A 401k Checkup to Keep Your Retirement Savings in Shape
An annual check-up at a time that works best for you (it doesn't have to be in the fall) is a good way to do this. Whenever you do it, it'll probably be a lot less uncomfortable than being asked to "turn your head and cough."
1. Review Your Goals and Plans -- Ask yourself, are you on track to reach your retirement goals? Have you even thought about retirement? What would you like to do in retirement? Are your goals and plans realistic and up-to-date? The American Savings Education Council (www.asec.org) has a "Ballpark Estimate" worksheet that can help you determine how much income you might need in retirement.
2. Maximize Your Contributions -- If you're not contributing the maximum possible to your plan, increase your contributions by 1% each time your get a pay increase. Most of us adjust our spending to our available income. By coordinating a 401k contribution increase with a new, larger paycheck, the pain should be less severe than if you try to adjust after getting used to the additional money.
Be sure to contribute enough to get a full employer matching contribution, providing one is offered. In many cases employers will match half or more of your contributions, up to a certain percentage of salary.
By the way, if you aren't even enrolled in the 401k plan at work, join now -- even if you are only a few years away from retirement. Enrolling will at least give you some extra savings in retirement. It's never too late to start saving.
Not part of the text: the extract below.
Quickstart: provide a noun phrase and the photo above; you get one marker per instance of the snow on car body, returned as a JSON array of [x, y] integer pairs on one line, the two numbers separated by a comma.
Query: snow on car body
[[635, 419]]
3. Review Your Investment Allocation -- Ask yourself if your asset allocation is proper for your stage in life. Have you had a major life change in the past year?
As major life events unfold, folks commonly consider changing their allocations because their priorities change. For instance, some folks nearing retirement and worrying about the loss of principal may decide to shift some of their assets into more conservative investments.
4. Rebalance -- Rebalancing is the process of adjusting your portfolio's investments so they match your original allocation. You should have set up this allocation by considering your risk tolerance and developing an investment strategy that would maximize your potential returns for your risk level. When your portfolio gets out of balance, you may stray from your original risk profile. Rebalancing keeps your portfolio risk within your tolerance limits.
5. Check Beneficiaries -- Your spouse is automatically the primary beneficiary of your 401k plan. But, if you are divorced, widowed or remarried, you might consider reviewing your beneficiary designations to make sure the correct person is named. Also, if you want to name someone else (such as a child) as your primary beneficiary, and you are married, your spouse needs to sign a waiver of rights to your 401k benefits.
6. Check on Retirement Plan Changes -- Does your retirement plan offer new investments, new plan features, or new contribution limits? What can you do to take advantage of these opportunities? Also, be sure you have a copy of the Summary Plan Description (SPD) for your plan. The SPD describes, in plain language, how your plan works and what its features are. You can get a free copy from your personnel department.
7. Keep a Long-term View -- Rather than focusing all your attention on the dollar value of your investments, look at the changes in the number of units or shares. You may notice, over time, that even though your account value is down, you are buying larger quantities of shares of each fund with each contribution. By default what you are doing is dollar-cost averaging. This also has the effect of loading up your portfolio in advance of a rally. So, when the rally comes, you will eventually make money.
In the same vein, every five years or so, review your investment returns. Compare your funds' performance to their benchmarks and their peer groups. If yours are underperforming and your plan offers similar, better performing funds, consider changing your investments to the better funds. If this is not an option, ask your employer if your plan could offer more (or different) investments.
Done in 60 Minutes
The first time you do this checkup it may take you an afternoon or weekend. But the next one should be easier -- after the first time, subsequent checkups shouldn't take more than an hour, experts say.
This is for educational purposes only. The information provided here is intended to help you understand the general issue and does not constitute any tax, investment or legal advice. Consult your financial, tax or legal advisor regarding your own unique situation and your company's benefits representative for rules specific to your plan.